This afternoon I visited with Dr Dwayne Beck at Dakota Lakes Research Farm. Dakota Lakes was started in about 1990 when a group of farmers decided they wanted to have some independent research done. Now the South Dakota State University is involved as well. By coincidence today was the farmer field day so I spent the afternoon with lots of other farmers.
Dwayne is know for his work on rotations and for the importance he places on residue cover. Dakota Lakes is in a dry area so residue is especially key.
The picture below is in a plot in a corn/ Soyabean rotation
This is a poor rotation and it shows in the soil. There is not enough residue from the Soyabean and not enough carbon in the system. The soil is platey and this is normally blamed on no till but it is the rotation and lack of diversity.

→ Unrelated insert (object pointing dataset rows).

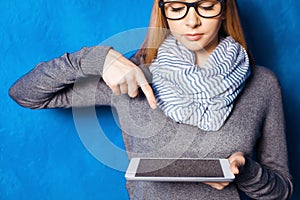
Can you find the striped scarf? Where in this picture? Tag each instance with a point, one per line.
(199, 96)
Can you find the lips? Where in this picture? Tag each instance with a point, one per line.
(194, 37)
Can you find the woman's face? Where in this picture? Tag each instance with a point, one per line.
(195, 32)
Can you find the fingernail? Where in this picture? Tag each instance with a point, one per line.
(153, 105)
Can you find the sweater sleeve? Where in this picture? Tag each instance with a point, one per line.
(73, 79)
(268, 177)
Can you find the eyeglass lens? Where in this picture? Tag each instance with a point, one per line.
(205, 8)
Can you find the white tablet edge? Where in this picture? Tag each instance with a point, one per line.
(132, 168)
(134, 162)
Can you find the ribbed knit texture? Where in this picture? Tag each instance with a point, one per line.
(199, 96)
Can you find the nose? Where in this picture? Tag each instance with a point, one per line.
(192, 19)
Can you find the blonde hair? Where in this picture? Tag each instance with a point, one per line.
(158, 30)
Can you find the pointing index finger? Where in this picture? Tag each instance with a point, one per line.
(147, 90)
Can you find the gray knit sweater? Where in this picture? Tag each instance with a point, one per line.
(255, 127)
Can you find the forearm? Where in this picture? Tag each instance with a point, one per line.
(259, 182)
(50, 84)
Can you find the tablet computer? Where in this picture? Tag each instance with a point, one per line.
(179, 170)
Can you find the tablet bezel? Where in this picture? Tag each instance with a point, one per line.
(134, 163)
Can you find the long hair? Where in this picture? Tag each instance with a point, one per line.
(158, 31)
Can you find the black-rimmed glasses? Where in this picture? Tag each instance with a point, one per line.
(175, 10)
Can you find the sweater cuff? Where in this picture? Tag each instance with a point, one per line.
(93, 62)
(248, 172)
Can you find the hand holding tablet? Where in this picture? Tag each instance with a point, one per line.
(179, 170)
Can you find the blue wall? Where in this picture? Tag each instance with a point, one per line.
(41, 155)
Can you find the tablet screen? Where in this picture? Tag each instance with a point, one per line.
(179, 168)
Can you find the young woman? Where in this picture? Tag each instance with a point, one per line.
(209, 104)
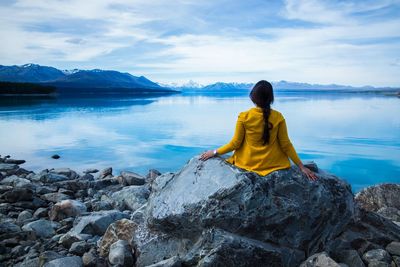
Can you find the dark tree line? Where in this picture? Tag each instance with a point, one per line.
(25, 88)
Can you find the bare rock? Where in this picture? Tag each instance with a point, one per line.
(377, 255)
(393, 248)
(131, 197)
(42, 228)
(119, 230)
(171, 262)
(96, 223)
(131, 178)
(376, 197)
(67, 208)
(121, 254)
(73, 261)
(319, 260)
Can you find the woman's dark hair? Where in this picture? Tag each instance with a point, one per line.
(262, 95)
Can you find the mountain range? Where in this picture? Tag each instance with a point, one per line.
(109, 81)
(78, 81)
(281, 85)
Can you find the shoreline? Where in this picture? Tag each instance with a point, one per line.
(64, 218)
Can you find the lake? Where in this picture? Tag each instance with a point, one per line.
(354, 136)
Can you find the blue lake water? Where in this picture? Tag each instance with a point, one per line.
(354, 136)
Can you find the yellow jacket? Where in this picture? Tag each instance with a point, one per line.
(250, 152)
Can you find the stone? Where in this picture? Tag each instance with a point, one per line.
(153, 246)
(375, 255)
(152, 175)
(51, 177)
(220, 248)
(47, 256)
(14, 161)
(55, 197)
(131, 197)
(92, 259)
(29, 262)
(105, 172)
(349, 257)
(73, 261)
(284, 207)
(319, 260)
(96, 223)
(79, 248)
(171, 262)
(18, 194)
(131, 178)
(9, 227)
(119, 230)
(15, 181)
(24, 215)
(103, 183)
(41, 213)
(396, 260)
(376, 197)
(90, 170)
(41, 190)
(5, 167)
(67, 208)
(120, 254)
(393, 248)
(390, 213)
(42, 228)
(65, 171)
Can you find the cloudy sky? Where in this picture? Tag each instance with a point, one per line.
(344, 42)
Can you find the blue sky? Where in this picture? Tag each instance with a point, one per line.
(344, 42)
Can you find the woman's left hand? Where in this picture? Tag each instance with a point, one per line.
(206, 155)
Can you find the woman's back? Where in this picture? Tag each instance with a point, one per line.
(250, 151)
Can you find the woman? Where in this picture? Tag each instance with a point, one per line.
(261, 141)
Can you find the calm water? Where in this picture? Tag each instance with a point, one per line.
(356, 137)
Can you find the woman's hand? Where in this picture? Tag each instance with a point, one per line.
(309, 173)
(206, 155)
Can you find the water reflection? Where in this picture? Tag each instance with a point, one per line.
(355, 137)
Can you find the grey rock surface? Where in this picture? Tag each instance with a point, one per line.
(120, 254)
(132, 178)
(171, 262)
(375, 255)
(349, 257)
(73, 261)
(284, 207)
(393, 248)
(96, 223)
(376, 197)
(131, 197)
(42, 228)
(320, 260)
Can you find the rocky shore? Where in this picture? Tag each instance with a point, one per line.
(207, 214)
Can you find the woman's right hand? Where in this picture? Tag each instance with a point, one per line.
(309, 173)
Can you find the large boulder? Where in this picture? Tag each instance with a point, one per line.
(376, 197)
(66, 208)
(119, 230)
(283, 208)
(383, 199)
(42, 228)
(131, 197)
(96, 223)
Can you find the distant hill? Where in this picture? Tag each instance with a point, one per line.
(81, 81)
(281, 85)
(29, 73)
(13, 88)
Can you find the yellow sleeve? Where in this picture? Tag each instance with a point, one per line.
(237, 138)
(285, 143)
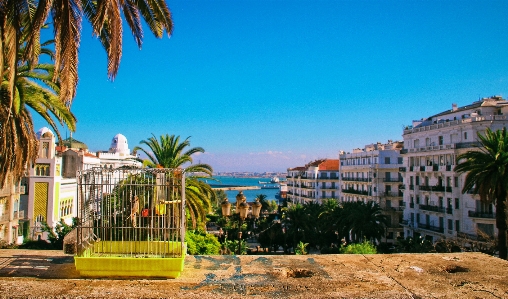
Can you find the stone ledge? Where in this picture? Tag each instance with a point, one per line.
(29, 273)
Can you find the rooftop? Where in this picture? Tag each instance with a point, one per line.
(28, 273)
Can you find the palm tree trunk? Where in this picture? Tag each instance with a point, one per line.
(501, 224)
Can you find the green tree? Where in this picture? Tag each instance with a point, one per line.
(20, 47)
(359, 248)
(487, 175)
(363, 220)
(34, 88)
(169, 152)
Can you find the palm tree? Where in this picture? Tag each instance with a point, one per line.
(169, 152)
(20, 47)
(363, 220)
(23, 20)
(487, 175)
(17, 136)
(265, 205)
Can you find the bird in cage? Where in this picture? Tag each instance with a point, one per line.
(134, 210)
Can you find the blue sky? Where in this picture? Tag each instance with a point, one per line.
(266, 85)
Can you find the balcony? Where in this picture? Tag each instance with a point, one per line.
(353, 191)
(431, 228)
(432, 208)
(20, 189)
(19, 215)
(356, 179)
(425, 188)
(393, 194)
(392, 180)
(4, 217)
(481, 214)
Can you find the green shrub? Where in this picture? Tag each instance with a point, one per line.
(301, 248)
(201, 243)
(360, 248)
(56, 234)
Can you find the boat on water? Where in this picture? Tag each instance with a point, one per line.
(274, 180)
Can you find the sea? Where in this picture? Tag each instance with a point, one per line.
(249, 194)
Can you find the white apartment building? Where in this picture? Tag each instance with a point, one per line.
(51, 182)
(372, 174)
(10, 213)
(435, 205)
(315, 182)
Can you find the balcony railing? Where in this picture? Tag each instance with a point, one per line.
(353, 191)
(432, 208)
(393, 194)
(356, 179)
(431, 227)
(481, 214)
(4, 217)
(20, 189)
(19, 215)
(392, 180)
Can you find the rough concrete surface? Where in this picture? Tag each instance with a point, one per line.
(50, 274)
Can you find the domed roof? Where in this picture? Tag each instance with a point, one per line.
(119, 145)
(44, 131)
(72, 142)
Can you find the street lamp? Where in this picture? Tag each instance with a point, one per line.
(243, 207)
(226, 208)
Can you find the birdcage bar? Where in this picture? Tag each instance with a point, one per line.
(131, 213)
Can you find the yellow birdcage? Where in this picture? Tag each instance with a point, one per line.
(131, 222)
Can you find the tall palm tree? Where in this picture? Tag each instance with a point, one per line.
(20, 24)
(169, 152)
(363, 220)
(487, 175)
(33, 88)
(23, 20)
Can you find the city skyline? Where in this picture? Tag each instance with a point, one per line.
(268, 85)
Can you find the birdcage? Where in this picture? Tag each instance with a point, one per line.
(131, 222)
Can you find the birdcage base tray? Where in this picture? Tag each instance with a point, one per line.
(129, 267)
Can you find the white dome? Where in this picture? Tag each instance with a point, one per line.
(119, 145)
(43, 131)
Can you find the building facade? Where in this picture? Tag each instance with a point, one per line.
(314, 182)
(436, 208)
(372, 174)
(10, 212)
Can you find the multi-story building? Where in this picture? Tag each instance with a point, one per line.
(435, 205)
(372, 174)
(315, 182)
(51, 182)
(10, 213)
(50, 197)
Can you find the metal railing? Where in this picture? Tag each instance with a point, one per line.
(431, 227)
(481, 214)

The picture below is in a corn on corn rotation.
The structure is better as there is more residue and carbon in this rotation but it is a bad rotation due to no diversity. They leave the stalks as long as possible. This means when the wind blows it remain where it should be. Due to their healthy soil they don’t need Bt corn.
They have been experimenting with growing corn with a permanent crop of alfalfa. To start with they just mixed in the alfalfa and it has struggled.
Now they have tried leaving one corn row empty and putting in alfalfa and then having two rows of corn with higher seed rates
The hope is that the alfalfa will bring up lime, water and other nutrients from deep.
They also have a wheat/ wheat corn/ corn Soyabean/ Soyabean rotation.
With this rotation there is good residue and more diversity.
When they have a rotation with 50% low residue crops the crops can fail on the non irrigated land.
The crop above is Teff grass which is after a failed wheat crop. As you can see the low residue leads to poor soil structure.
We then had talks on wheat pests and diseases which were not too different to our own and also talks on pea varieties. The we had a talk on some new crops they are trying
Above is a relative of OSR whose name I forget, flax and Camelina. They are oilseeds and they are looking at using them for jet fuel of the US Navy.
We also saw where they were growing red clover in wheat. They will also be inter seeding ARG into corn next week using the coated seeds.
The idea of this coating is to allow seeds to be broadcast successfully. The coating absorbs moisture and gets the seed started. If this is successful it could be a real game changer.
When we got back we heard from Sandy Smart
He works for SDSU and is a rangeland specialist. They are looking at converting the roadside verges to native grass species for wildlife and also for baling. These bales could be used for forage or for biofuels and would replace the need for quite a lot of corn to be grown for ethanol. They are also looking to try to get livestock integrated back onto crop land to improve soil health.
I also had a quick look at their planter. It is a monster!
Later in the evening I had some time with Dwayne and Sandy and we drove onto their Northern site to have a look around. My visit was very short but informative as ever when spending time with the Godfather of Sustainable Agriculture. Thank you to Dwayne and his team for letting me gate crash their field day. It is great to see independent research been done for farmers.